In our capacity as such counsel, we have examined originals or copies of those corporate and other records and documents we considered appropriate, including, among other things, the following:
| (a) | the Registration Statement; |
| (b) | the Common Stock Purchase Warrants, dated November 4, 2025, and March 18, 2026, respectively, and issued to the Selling Stockholders (the “Warrants”); |
| (c) | the Restated Certificate of Incorporation of the Company filed with the Secretary of State of the State of Delaware on June 30, 2015, as amended by the Certificates of Amendment filed with the Secretary of State of Delaware on June 14, 2019 and July 23, 2019, respectively, the Certificate of Designations filed with the Secretary of State of Delaware on May 6, 2021, the Certificate of Increase, dated June 1, 2021 and the Certificate of Increase, dated July 1, 2021 (as amended, the “Certificate of Incorporation”), and the Amended and Restated Bylaws of the Company (the “Bylaws”), each as amended through the date hereof (together, the “Organizational Documents”); and |
| (d) | originals or copies of the minutes, resolutions, or actions by written consent, of the board of directors of the Company relating to the preparation and filing of the Registration Statement, the offering of the Shares, and related matters. |
Century City • Los Angeles • Newport Beach • New York • San Francisco • Silicon Valley • Washington, DC
Beijing • Brussels • Hong Kong • London • Seoul • Shanghai • Singapore
We have assumed the genuineness of all signatures, the authenticity of all documents submitted to us as originals and the conformity with originals of all documents submitted to us as copies.

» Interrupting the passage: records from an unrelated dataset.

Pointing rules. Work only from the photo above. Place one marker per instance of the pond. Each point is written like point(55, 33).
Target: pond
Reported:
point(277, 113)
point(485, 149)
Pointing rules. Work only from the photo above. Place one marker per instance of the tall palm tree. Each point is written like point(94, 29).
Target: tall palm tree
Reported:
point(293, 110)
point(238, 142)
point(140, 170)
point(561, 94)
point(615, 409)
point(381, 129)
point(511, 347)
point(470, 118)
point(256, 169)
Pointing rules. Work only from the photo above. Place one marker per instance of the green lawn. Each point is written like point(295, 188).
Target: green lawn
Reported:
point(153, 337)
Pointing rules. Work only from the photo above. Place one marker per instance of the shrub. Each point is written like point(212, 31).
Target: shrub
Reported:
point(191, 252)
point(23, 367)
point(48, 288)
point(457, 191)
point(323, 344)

Based on this examination, our reliance upon the assumptions in this letter and our consideration of those questions of law we considered relevant, and subject to the limitations and qualifications in this letter, we are of the opinion that:
The issuance and sale of the Shares has been duly authorized by all necessary corporate action on the part of the Company, and upon payment for and delivery of the Warrant Shares in accordance with the Warrant and the book-entry of the Warrant Shares by the transfer agent for Company’s Common Stock, the Shares will be validly issued, fully paid and non-assessable.
The law covered by this letter is limited to the present General Corporation Law of the State of Delaware. We express no opinion as to the laws of any other jurisdiction and no opinion regarding the statutes, administrative decisions, rules, regulations or requirements of any county, municipality, subdivision or local authority of any jurisdiction.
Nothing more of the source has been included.